Como los primeros interesados que son, son también perfectamente conscientes de que ninguno de los contenidos de los que estamos hablando (ultraactividad de los convenios, que los sueldos no dependan necesariamente del convenio de empresa, recuperación de parte de los salarios de tramitación y alguna limitación más a la contratación temporal) están llamados a transformar ni siquiera marginalmente su situación y poder de negociación en un mercado laboral cada vez más hostil.
No es de extrañar, por ello, que procesos como este, por mucho que el gobierno enfáticamente nos repita que estamos ante la ley más importante de la legislatura, profundicen en los ya importantes sentimientos de desafección de capas cada vez mayores de la ciudadanía. La sensación de carecer de opciones efectivas de defensa de los propios intereses es una de las más perniciosas y disgregadoras en democracia. La convicción de que no estamos sólo ante una sensación sino, directamente, frente a la constatación de que así son las cosas y de que no hay manera de cambiarlas dentro de las posibilidades que ofrece el sistema, ni siquiera cuando mandan quienes supuestamente representan esos valores, lo es todavía más.
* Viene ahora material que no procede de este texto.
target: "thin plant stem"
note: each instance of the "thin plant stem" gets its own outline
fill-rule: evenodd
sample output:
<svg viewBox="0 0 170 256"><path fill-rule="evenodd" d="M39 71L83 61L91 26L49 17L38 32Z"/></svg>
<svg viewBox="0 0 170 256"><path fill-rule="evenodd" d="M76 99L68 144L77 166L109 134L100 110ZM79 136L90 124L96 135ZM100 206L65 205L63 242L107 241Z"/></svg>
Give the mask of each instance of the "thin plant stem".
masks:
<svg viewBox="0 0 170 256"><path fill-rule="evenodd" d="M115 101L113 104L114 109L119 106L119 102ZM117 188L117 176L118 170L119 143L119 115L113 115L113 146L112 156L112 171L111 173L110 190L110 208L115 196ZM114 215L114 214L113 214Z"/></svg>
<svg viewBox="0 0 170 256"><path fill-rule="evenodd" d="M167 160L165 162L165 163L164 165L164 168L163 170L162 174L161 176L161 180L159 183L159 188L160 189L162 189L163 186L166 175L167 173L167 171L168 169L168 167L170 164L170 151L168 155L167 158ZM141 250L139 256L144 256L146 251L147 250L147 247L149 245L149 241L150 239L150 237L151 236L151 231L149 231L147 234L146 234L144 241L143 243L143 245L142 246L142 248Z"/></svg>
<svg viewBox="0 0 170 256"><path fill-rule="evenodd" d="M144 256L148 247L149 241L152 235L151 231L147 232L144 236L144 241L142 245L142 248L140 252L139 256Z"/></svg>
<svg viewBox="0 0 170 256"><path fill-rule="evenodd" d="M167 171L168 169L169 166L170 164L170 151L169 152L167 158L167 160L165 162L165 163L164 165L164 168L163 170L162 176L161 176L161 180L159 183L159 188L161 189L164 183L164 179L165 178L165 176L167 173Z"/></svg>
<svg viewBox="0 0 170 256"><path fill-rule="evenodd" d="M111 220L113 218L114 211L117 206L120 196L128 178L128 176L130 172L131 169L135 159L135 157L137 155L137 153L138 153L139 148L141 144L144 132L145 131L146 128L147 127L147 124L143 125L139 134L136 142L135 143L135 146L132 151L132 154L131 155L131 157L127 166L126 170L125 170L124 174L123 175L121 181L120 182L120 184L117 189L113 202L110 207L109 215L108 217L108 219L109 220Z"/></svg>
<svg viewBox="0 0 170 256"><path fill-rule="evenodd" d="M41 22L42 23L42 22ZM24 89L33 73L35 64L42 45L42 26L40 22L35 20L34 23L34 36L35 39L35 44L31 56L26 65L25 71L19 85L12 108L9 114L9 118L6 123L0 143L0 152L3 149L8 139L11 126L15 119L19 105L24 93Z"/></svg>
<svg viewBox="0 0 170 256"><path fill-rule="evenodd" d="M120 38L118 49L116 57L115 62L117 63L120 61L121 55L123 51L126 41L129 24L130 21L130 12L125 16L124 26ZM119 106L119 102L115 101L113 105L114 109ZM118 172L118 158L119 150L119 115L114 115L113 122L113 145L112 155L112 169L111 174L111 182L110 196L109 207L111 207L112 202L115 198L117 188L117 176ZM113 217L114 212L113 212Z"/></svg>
Hace ya casi una década, poco antes de morir, que Peter Mair nos explicaba hasta qué punto precisamente esta situación, y la contemplación de unas elites gobernando (a todo tren, eso sí) un vacío ideológico cada vez más evidente, constituían la columna vertebral de la decadencia de las democracias occidentales, y europeas más en concreto, de muy peligrosas consecuencias. Lo hacía en un contexto de cierta hegemonía conservadora en la Unión Europea.
En estos momentos hay, en cambio, una mayoría de supuestos gobiernos progresistas o, al menos, centristas con cierta autoproclamada vocación social, sin que ello parezca traducirse en cambios sustanciales. Bien por Mair, que clavó que el problema no eran esos gobiernos coyunturalmente conservadores sino una determinada estructura de poder que ha acabado por tomar las riendas que las supuestas izquierdas, a la vista está, no son capaces más de que vestir de palabrería social, algún postureo que otro y fotos emotivas de Instagram. Pero mal por la pinta que tiene esto (spoiler: el libro apunta hacia evoluciones no muy simpáticas de un modelo democrático así enhebrado) y peor aún para los ciudadanos menos favorecidos.
A fin de cuentas, y para que se perciba la enormidad de lo que estamos hablando, reforma laboral por reforma laboral, Mariano Rajoy en 2012 estaba respondiendo a una crisis económica de proporciones no recordadas en décadas, mientras que más o menos la misma estructura y marco para las relaciones laborales del futuro son las que nos propone Pedro Sánchez con la diferencia de que ahora lo serían para un contexto que, supuestamente, es de recuperación económica y de cierta ambición en cuanto al desarrollo y productividad del país ¡y además a cargo del gobierno más social!
A ver quién explica ahora a los trabajadores menos protegidos que a eso se limitan a día de hoy las opciones de cambio posible reales dentro del sistema, visto lo visto, cuando los sindicatos de clase mayoritarios que monopolizan este tipo de negociaciones, la CEOE e incluso el Partido Comunista de España están todos de acuerdo en que lo que hace apenas una década era inadmisible para todas las izquierdas en estos momentos es, simplemente, algo que por lo visto hay que agradecer. Decretazo mediante, además. ¡De nada, oigan! Todo sea por no perder las buenas costumbres.